LibreOffice : un choix assumé… et des attentes légitimes

Depuis 2011, date de sortie de LibreOffice, j’ai dû former des milliers d’élèves à son utilisation. J’ai même mené une promotion active (contre vents et marées) pour cette suite logicielle auprès de mes collègues afin qu’ils abandonnent la suite Microsoft Office.

Depuis 2011, LibreOffice a bien évolué. C’est aujourd’hui une suite logicielle très puissante, qui répond aux attentes que l’on peut avoir d’une suite bureautique. Elle a même ajouté la possibilité de modifier son interface pour s’adapter au système d’onglets d’Office.

LibreOffice pourrait être la suite logicielle idéale que tous les États européens pourraient imposer à leurs administrations, à l’image de certains Länder allemands. En contribuant à son développement, ils réaliseraient des millions d’euros d’économies qui n’iraient pas dans les poches des GAFAM.

Je ne sais pas si ce sera le cas, mais ce serait souhaitable. Tout comme la fondation LibreOffice qui devrait revoir son processus de développement, que je trouve souvent incompréhensible.

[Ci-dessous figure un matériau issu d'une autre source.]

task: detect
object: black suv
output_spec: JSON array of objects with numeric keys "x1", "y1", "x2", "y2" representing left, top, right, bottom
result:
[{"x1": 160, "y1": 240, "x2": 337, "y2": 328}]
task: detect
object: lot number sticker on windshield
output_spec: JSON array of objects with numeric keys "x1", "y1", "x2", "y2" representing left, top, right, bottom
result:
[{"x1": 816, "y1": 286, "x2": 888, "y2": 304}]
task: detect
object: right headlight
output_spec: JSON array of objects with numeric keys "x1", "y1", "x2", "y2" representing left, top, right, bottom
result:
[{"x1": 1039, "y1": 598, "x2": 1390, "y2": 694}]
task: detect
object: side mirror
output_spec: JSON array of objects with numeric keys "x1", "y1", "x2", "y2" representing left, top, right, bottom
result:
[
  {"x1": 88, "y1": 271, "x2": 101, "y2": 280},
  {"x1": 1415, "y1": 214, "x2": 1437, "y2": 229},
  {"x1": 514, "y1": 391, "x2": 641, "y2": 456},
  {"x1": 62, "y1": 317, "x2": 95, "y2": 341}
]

En effet, il n’y a pas un changement de version de LibreOffice sans modification de l’apparence des boîtes de dialogue, des menus ou de l’accès à certaines fonctionnalités. Ces changements n’apportent pas grand-chose en termes de fonctionnalités, mais m’obligent, en revanche, à refaire mes tutoriels.

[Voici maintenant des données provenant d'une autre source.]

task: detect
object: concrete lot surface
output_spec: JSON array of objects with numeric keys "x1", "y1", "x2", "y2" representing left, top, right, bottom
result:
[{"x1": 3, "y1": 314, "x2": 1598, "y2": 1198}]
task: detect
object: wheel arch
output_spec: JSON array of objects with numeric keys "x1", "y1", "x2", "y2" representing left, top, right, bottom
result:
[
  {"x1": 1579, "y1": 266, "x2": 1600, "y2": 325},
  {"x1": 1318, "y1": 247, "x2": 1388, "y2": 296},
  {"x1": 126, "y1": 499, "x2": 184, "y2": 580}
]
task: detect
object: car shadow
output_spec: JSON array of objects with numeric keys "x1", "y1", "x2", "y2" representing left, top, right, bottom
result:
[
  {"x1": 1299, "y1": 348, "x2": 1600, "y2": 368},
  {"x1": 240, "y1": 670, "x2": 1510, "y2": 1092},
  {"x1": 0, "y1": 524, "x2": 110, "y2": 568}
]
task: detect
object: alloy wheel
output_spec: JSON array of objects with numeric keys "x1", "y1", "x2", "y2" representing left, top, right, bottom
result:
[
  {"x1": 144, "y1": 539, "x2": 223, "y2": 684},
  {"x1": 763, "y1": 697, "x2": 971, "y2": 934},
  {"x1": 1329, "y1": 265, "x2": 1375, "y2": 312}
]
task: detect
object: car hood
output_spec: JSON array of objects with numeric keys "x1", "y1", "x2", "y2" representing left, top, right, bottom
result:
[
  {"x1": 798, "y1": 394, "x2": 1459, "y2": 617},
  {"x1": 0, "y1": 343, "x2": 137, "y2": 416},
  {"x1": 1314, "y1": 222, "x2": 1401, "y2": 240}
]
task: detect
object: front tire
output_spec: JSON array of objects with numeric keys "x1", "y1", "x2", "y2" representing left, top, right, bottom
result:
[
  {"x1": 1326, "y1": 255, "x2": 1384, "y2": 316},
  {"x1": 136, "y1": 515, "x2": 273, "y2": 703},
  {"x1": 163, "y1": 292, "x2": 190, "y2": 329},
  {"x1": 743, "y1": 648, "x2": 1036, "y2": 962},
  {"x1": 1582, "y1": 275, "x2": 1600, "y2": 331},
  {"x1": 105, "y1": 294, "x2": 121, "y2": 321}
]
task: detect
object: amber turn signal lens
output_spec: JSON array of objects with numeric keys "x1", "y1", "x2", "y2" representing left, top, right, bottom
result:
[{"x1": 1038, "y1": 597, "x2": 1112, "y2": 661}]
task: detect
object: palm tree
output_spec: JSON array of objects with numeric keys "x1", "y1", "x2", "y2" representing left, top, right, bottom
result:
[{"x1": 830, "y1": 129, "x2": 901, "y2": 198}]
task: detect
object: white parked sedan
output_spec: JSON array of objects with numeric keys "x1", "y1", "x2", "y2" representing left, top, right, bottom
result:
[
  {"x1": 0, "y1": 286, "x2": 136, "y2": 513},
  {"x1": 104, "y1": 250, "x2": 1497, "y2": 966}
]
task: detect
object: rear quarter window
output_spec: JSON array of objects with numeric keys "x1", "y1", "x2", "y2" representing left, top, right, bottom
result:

Plus problématique encore : des bugs gênants, voire très gênants, persistent de version en version, et des améliorations évidentes ne semblent toujours pas à l’ordre du jour.

Sur Writer, si vous placez une flèche sur une image pour situer un point, il arrive fréquemment qu’elle se retrouve sous l’image lorsque vous rouvrez le document. Sur le tableur Calc, lorsque vous créez des graphiques dynamiques sur plusieurs feuilles d’un même fichier, il arrive très souvent qu’ils disparaissent ou changent de feuille (ce qui est particulièrement gênant si vous souhaitez évaluer le travail d’élèves). Sur Impress, lorsque vous personnalisez les arrière-plans des diapositives maîtresses, il arrive également qu’ils disparaissent à la réouverture du diaporama.

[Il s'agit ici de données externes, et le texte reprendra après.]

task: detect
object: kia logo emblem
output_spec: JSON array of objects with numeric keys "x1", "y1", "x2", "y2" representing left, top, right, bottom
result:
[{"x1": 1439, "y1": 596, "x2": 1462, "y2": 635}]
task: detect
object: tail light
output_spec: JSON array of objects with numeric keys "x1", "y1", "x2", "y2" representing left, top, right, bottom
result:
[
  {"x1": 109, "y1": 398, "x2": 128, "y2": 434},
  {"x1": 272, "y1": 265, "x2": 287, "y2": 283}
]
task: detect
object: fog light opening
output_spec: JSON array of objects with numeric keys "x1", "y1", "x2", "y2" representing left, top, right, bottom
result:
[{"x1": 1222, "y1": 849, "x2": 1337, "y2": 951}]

Parmi les améliorations attendues qui tardent à venir, l’apparence par défaut des graphiques reste vieillotte par rapport à Office ou OnlyOffice. L’ajout des pourcentages autour des secteurs d’un diagramme en camembert manque d’intuitivité et demeure un obstacle pour de nombreux élèves.

Je n’ose le dire trop fort, mais je me demande même parfois si OnlyOffice n’est pas une meilleure alternative à Office que LibreOffice.

Même si je continuerai à former mes élèves à LibreOffice, je pense qu’il est grand temps que ses développeurs se ressaisissent avant qu’il ne soit trop tard.